Sepsis : une thérapie cellulaire pour réparer les séquelles musculaires

Des chercheurs de l’Institut Pasteur, de l’université Paris-Descartes, du Centre hospitalier Sainte-Anne et du CNRS publient dans Nature Communications une étude dévoilant les atteintes musculaires sévères provoquées par le sepsis, ou septicémie, expliquant les lourdes séquelles des patients après la réanimation. Ils proposent une approche thérapeutique aux premiers résultats très encourageants, fondée sur la greffe de cellules souches mésenchymateuses, et permettant de restaurer, chez l’animal, les capacités musculaires.


Le sepsis, est une réponse inflammatoire généralisée de l’organisme, en réaction à une infection sévère. Mal connu du grand public, c’est une maladie très fréquente qui touche 28 millions de personnes dans le monde chaque année, et qui est responsable de 8 millions de décès. Si, grâce aux progrès de la médecine et notamment de la réanimation, la mortalité liée au sepsis diminue – en France, elle est néanmoins de 27%, et dans sa forme la plus grave, le choc septique, elle peut atteindre 50% - les patients qui survivent présentent de graves séquelles, notamment neurologiques et musculaires, qui les handicapent lourdement et les empêchent durablement de retrouver une vie active normale. Avec le vieillissement de la population, les projections suggèrent un doublement du nombre de cas de sepsis d’ici cinquante ans. Dans ce contexte, la recherche de pistes thérapeutiques constitue un enjeu majeur de santé publique.

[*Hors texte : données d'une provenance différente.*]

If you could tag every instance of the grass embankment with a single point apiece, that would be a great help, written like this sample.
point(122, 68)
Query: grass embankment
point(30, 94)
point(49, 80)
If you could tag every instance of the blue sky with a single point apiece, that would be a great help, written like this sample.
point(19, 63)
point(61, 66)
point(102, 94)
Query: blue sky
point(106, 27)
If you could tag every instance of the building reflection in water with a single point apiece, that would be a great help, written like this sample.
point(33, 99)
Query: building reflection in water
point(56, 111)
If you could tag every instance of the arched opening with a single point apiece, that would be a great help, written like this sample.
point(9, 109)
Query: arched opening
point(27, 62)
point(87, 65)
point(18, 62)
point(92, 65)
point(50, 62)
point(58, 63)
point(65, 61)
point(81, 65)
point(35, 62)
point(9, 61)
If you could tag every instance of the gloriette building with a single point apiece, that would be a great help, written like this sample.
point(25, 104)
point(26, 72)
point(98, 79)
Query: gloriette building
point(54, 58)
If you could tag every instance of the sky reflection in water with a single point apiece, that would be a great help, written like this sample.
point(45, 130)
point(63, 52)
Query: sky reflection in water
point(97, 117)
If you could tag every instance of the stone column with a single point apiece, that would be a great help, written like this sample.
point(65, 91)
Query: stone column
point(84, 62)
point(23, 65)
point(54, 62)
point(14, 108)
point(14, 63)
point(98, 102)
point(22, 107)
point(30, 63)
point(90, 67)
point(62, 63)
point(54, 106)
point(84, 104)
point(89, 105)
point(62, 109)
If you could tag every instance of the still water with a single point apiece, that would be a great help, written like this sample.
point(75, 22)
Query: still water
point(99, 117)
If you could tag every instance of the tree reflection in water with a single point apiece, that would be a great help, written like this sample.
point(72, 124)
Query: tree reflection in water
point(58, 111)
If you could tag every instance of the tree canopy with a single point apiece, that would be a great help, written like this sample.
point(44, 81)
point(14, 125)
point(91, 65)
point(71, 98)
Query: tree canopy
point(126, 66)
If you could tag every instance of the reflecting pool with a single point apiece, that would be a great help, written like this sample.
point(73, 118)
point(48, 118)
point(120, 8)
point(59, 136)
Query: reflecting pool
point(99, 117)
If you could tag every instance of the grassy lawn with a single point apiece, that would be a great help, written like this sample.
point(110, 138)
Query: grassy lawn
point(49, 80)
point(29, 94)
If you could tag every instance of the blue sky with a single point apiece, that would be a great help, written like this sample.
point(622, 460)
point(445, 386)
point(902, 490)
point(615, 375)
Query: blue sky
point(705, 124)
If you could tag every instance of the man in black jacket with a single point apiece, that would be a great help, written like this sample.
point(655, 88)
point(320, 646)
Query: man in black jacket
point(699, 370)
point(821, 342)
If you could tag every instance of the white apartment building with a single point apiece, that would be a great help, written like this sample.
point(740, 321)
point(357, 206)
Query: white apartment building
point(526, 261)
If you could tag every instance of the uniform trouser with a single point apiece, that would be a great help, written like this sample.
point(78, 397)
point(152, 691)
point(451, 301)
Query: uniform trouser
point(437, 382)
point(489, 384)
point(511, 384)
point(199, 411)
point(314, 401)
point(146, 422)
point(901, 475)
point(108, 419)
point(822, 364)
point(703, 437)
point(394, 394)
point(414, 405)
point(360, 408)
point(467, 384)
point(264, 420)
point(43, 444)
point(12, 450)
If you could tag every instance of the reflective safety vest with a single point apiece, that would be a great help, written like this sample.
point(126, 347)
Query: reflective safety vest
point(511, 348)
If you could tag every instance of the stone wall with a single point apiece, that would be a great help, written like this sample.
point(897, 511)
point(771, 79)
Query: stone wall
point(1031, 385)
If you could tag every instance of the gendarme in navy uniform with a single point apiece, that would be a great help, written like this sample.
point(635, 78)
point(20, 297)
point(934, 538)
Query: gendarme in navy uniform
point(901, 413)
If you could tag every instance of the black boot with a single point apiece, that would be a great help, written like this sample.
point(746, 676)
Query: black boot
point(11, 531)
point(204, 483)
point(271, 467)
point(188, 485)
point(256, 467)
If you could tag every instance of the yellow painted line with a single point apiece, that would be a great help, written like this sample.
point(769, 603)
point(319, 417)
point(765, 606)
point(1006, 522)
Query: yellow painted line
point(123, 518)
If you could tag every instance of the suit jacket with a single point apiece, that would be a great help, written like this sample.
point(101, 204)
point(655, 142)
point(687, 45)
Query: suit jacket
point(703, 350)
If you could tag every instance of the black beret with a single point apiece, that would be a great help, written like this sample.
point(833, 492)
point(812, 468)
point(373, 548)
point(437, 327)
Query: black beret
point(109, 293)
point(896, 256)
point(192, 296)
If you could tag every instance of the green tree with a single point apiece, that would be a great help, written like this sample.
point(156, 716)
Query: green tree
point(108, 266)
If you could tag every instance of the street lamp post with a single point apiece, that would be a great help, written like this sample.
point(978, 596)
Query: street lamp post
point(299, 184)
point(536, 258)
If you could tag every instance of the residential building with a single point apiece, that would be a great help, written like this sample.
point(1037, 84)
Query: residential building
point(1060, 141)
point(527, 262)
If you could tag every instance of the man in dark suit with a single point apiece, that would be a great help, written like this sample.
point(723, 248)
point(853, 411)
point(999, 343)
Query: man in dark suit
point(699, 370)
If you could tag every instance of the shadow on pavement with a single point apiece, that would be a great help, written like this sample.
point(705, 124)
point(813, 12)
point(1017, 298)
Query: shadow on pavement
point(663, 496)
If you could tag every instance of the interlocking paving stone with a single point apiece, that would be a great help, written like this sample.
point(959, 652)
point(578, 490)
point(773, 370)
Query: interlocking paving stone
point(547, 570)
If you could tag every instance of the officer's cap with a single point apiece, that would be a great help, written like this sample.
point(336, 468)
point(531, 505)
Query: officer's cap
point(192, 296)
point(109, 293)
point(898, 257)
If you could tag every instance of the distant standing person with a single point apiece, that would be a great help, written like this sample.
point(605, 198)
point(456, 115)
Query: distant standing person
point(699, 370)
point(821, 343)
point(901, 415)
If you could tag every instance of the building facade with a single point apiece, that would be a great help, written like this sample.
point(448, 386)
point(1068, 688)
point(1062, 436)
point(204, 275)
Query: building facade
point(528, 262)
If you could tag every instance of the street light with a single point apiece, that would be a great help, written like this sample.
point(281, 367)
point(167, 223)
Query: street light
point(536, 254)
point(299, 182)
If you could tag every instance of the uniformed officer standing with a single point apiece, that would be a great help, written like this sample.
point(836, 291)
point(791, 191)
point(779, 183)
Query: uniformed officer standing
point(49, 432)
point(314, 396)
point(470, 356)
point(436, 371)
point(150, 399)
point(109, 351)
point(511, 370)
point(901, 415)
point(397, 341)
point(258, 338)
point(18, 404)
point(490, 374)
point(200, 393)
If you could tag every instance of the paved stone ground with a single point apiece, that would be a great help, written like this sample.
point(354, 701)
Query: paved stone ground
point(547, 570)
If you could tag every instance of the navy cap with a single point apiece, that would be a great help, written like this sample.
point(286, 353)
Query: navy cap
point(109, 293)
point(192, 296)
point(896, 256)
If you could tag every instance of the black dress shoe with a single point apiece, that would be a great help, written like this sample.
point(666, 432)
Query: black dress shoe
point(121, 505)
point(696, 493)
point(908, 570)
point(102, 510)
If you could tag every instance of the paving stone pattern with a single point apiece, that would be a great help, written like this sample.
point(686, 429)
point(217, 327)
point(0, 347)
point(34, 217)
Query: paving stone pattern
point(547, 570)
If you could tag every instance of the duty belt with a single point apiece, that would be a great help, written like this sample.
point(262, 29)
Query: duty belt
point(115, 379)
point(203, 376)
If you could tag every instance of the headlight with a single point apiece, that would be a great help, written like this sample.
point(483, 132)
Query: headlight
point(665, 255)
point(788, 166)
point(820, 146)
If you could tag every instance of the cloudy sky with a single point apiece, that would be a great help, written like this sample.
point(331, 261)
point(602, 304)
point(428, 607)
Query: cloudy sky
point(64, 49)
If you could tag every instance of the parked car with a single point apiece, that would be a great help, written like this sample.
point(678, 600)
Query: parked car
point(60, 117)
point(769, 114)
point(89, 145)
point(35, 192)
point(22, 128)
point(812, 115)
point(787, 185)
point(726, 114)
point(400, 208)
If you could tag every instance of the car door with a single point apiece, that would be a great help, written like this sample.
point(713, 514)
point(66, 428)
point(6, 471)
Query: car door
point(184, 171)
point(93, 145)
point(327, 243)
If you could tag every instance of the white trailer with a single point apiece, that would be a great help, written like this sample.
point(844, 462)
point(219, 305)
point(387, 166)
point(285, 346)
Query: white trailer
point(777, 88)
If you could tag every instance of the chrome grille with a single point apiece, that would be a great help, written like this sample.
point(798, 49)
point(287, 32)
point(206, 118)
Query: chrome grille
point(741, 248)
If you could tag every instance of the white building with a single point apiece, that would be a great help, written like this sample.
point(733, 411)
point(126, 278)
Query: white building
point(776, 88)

Pour mieux comprendre la perte notable des capacités musculaires observée chez les patients, des chercheurs de l’unité d’Histopathologie humaine de l’Institut Pasteur, dirigée par le Pr Fabrice Chrétien*, en collaboration avec le groupe de recherche mené au sein de l’unité Cellules souches et développement (Institut Pasteur/CNRS) par Miria Ricchetti, se sont intéressés aux conséquences du sepsis sur les cellules souches - dites cellules satellites - à l’origine des cellules des muscles des membres notamment. Ils ont observé chez la souris que ces cellules souches voyaient la masse de leurs mitochondries chuter drastiquement. Ces petits organites constituent les centrales énergétiques de la cellule : elles produisent l’ATP, la molécule-carburant nécessaire à toute réaction chimique. Les scientifiques ont ainsi montré qu’après un sepsis, les quelques mitochondries subsistant dans les cellules satellites leur permettaient tout juste de maintenir un fonctionnement minimal de survie, mais n’étaient pas suffisantes pour assurer leur division et leur différenciation en cellules musculaires en
* chef du service de Neuropathologie du Centre hospitalier Sainte Anne, Université Paris-Descartes
cas de besoin (croissance musculaire, réparation et maintenance). Cette atteinte, précoce et durable, empêche l’organisme de restaurer les fonctions musculaires et explique le déficit musculaire persistant observé chez les patients.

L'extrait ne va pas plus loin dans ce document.